Troisième point. À supposer que la compagnie ALLIANZ soit maintenue dans la cause, vous allez statuer sur les demandes. Il me semble nécessaire de rappeler ce que la mise en cause de l’assureur permet et ce qu’elle ne permet pas. La mise en cause de l’assureur dans le procès pénal permet de lui rendre opposable la décision mais elle ne permet pas de le condamner, à aucun titre. Il a été produit plusieurs arrêts de la Cour de cassation de 2010, 2014 et 2015 qui rappellent ce principe d’absence totale de condamnation à l’égard de l’assureur. A cet égard j’ai entendu tout à l’heure un confrère s’interroger sur la question même de savoir si l’assureur mis en cause aurait le droit de parler. Oui tout de même. Dans la mesure où l’assureur est mis en cause c’est pour le rendre partie au jugement, pour que ce jugement lui soit opposable. L’idée est que par la suite l’assureur ne pourra plus contester la décision dans ses éléments matériels : la faute du prévenu si elle avait été retenue et même l’évaluation des dommages. Tout cela lui sera opposable. L’assureur n’est pas condamné mais la décision lui est opposable. Je finis simplement à titre encore plus subsidiaire par souligner le fait que dans ce dossier, sur les intérêts civils, il y a déjà une décision rendue par la CIVI, une intervention que l’on vient d’apprendre du FGTI, une procédure en cours devant le Tribunal des affaires de la sécurité sociale…Il va bien falloir imputer, prendre en compte le recours subrogatoire. En l’état vous ne pouvez pas statuer là dessus. Il me semble que sur ce point, si vous vouliez vous considérer compétents sur les intérêts civils, un pourvoi sur les intérêts civils seraient nécessaires.

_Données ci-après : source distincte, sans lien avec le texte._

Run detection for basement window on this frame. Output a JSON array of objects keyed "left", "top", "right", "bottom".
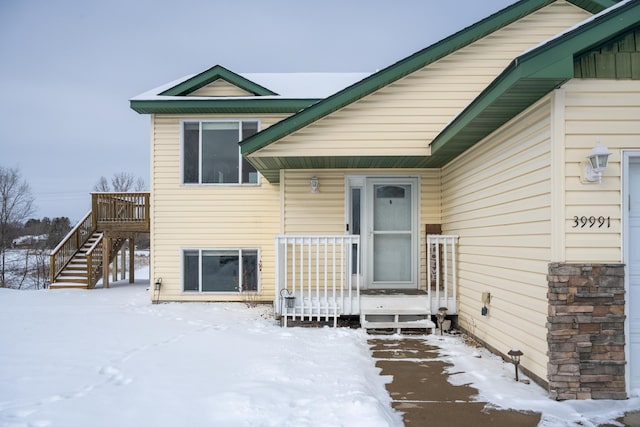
[
  {"left": 183, "top": 249, "right": 259, "bottom": 292},
  {"left": 182, "top": 120, "right": 259, "bottom": 184}
]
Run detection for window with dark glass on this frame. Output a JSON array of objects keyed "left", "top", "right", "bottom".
[
  {"left": 183, "top": 249, "right": 258, "bottom": 292},
  {"left": 183, "top": 120, "right": 258, "bottom": 184}
]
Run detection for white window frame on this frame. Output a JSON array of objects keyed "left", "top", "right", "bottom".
[
  {"left": 180, "top": 248, "right": 262, "bottom": 295},
  {"left": 180, "top": 118, "right": 262, "bottom": 186}
]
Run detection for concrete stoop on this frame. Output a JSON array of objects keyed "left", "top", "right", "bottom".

FA : Je voudrais dire juste un mot…

P : Je vais vous donner la parole Monsieur. Sur la question des intérêts civils, il n’y a pas de réponse ? Alors M. FA, vous venez à la barre. Qu’avez-vous à rajouter ?

FA : J’ai entendu les débats. J’espère que les familles ont eu les réponses à leurs questions. Je voudrais leur dire que je pense souvent à cet accident, à leur chagrin, à leur peine. J’en souffre aussi mais ce n’est pas comparable à ce qu’elles peuvent ressentir. Je compatis dans leur douleur. Ne pensez pas que délibérément de ma part je voulais cet accident. Fabien PARROT était un ami, je l’appréciais. Je voulais dire un dernier mot pour les familles.

AR : Un peu les mêmes choses que M. FA. J’ai dit des paroles qui ont choqué. Je ne me suis pas rendu compte sur le coup. J’ai dit dix ans de galère, c’était impensable. Je le regrette, je pensais à moi.

FT : Je n’ai rien à ajouter. J’ai tout dit dans les débats

P : Le délibéré sera rendu le 11 mars.